Saturday, June 9, 2018

Modernizing my imaging setup

Yes, I'm finally going to move into the 21st Century by adding software mount control and plate solving! Along the way I'm consolidating all my cabling with both a 12V power hub and powered USB 3 hub.

I've resisted this move until now because it sounds really complicated and my imaging laptop wasn't up to running Astrotortilla. But the long winter gave me plenty of time and I've got a new laptop, too. And I have the motivation of doing something similar for the new imaging setup at the Minnesota Astronomical Society's Cherry Grove Observatory. (More about that in a coming post.)

What's New
  • Power: My old wet lead-acid batteries have been replaced by smaller sealed AGM batteries, giving me a total of about 108Ah in the field (assuming an 80% discharge). This should be enough for four summer nights of imaging. The batteries can be connected in parallel.
  • Software: BackyardEOS and PHD2 are now joined with StellariumScope, Stellarium, and Astrotortilla. ASCOM for everything, which permits me to do away with the cable from the guide camera to the mount! TeamViewer for remote monitoring and control.
  • Cabling: A RIGRunner power hub and separate powered USB3 hub have been added. This means I only need to run one power cable to the mount, and one USB cable. All the cables now join securely using Anderson Powerpole connectors. A small DROK DC step down converter now acts as the power supply for my DSLR. This attaches to the power hub. 
  • "Remote Control" via TeamViewer requires a wireless router for those times when the internet is available.
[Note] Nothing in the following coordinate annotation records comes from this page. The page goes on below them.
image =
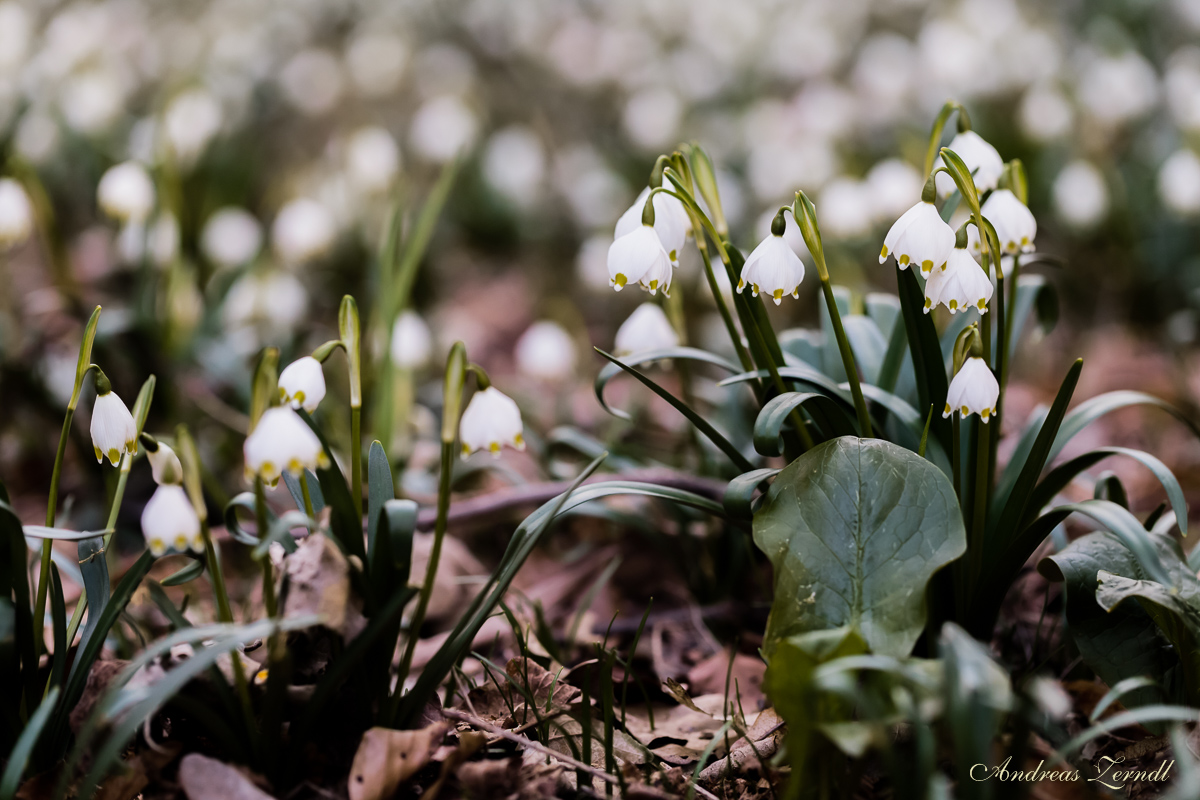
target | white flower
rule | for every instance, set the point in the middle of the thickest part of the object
(982, 160)
(959, 286)
(16, 214)
(1015, 226)
(671, 222)
(169, 522)
(372, 160)
(303, 384)
(639, 257)
(545, 350)
(919, 236)
(647, 329)
(165, 465)
(303, 230)
(972, 391)
(411, 341)
(281, 441)
(113, 431)
(126, 192)
(231, 238)
(1080, 194)
(773, 268)
(1179, 184)
(492, 419)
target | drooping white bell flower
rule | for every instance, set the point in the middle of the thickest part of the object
(126, 192)
(113, 431)
(972, 391)
(169, 522)
(411, 341)
(773, 268)
(547, 352)
(281, 441)
(959, 286)
(304, 229)
(491, 420)
(647, 329)
(639, 257)
(231, 238)
(919, 236)
(165, 464)
(982, 160)
(1013, 221)
(303, 384)
(671, 222)
(16, 214)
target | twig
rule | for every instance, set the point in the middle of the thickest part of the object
(495, 503)
(475, 722)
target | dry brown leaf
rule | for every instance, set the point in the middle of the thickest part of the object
(317, 581)
(207, 779)
(387, 758)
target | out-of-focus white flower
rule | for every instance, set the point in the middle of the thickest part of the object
(281, 441)
(190, 122)
(671, 222)
(37, 137)
(647, 329)
(1117, 89)
(163, 240)
(639, 257)
(891, 185)
(113, 431)
(303, 384)
(1080, 194)
(515, 163)
(972, 391)
(846, 208)
(411, 341)
(1015, 226)
(773, 268)
(91, 101)
(312, 82)
(274, 301)
(231, 238)
(376, 62)
(126, 192)
(169, 521)
(372, 160)
(652, 118)
(545, 350)
(165, 465)
(959, 286)
(1045, 114)
(1181, 82)
(442, 128)
(1179, 182)
(491, 420)
(16, 214)
(303, 230)
(982, 160)
(919, 236)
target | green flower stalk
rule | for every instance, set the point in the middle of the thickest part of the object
(83, 366)
(805, 215)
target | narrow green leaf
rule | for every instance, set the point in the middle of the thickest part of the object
(701, 423)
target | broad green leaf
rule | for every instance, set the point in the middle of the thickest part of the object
(1121, 643)
(855, 530)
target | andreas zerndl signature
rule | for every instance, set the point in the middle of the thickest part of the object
(1111, 773)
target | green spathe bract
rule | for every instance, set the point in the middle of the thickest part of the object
(856, 529)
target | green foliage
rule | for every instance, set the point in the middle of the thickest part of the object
(856, 529)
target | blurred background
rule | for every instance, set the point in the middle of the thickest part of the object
(280, 134)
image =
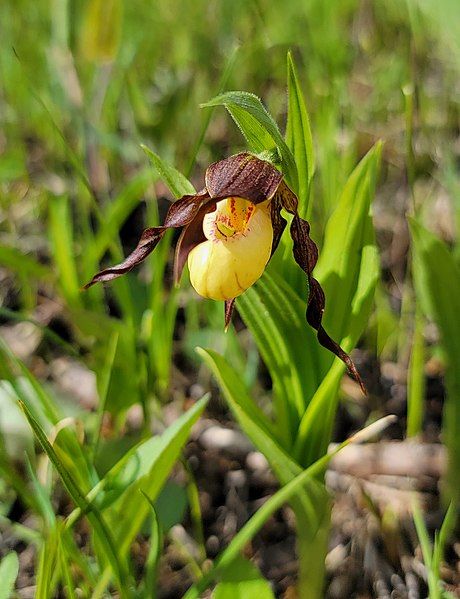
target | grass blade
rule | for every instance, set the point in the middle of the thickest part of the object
(299, 138)
(9, 569)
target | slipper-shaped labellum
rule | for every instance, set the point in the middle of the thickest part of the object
(230, 230)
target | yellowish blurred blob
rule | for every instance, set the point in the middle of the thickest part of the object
(239, 240)
(101, 30)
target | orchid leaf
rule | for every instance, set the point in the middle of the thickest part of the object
(251, 104)
(299, 138)
(348, 265)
I can control everything from my Android tablet.
ASCOM isn't nearly as difficult to implement as I had thought. Install the correct platform and drivers and you're good.

On the other hand, Astrotortilla has been a minor nightmare. The main problem has been the field of view that has to be specified. It really has to bracket* the FOV of your images. I have it solving now nice and fast, and working in conjunction with BYEOS and my mount.

    *After running a lot of test cases I'm not so sure this is true. It seems like solving success mainly requires that the long axis of your image is slightly larger than the actual FOV. The short axis can be almost anything greater than zero and smaller than the long axis.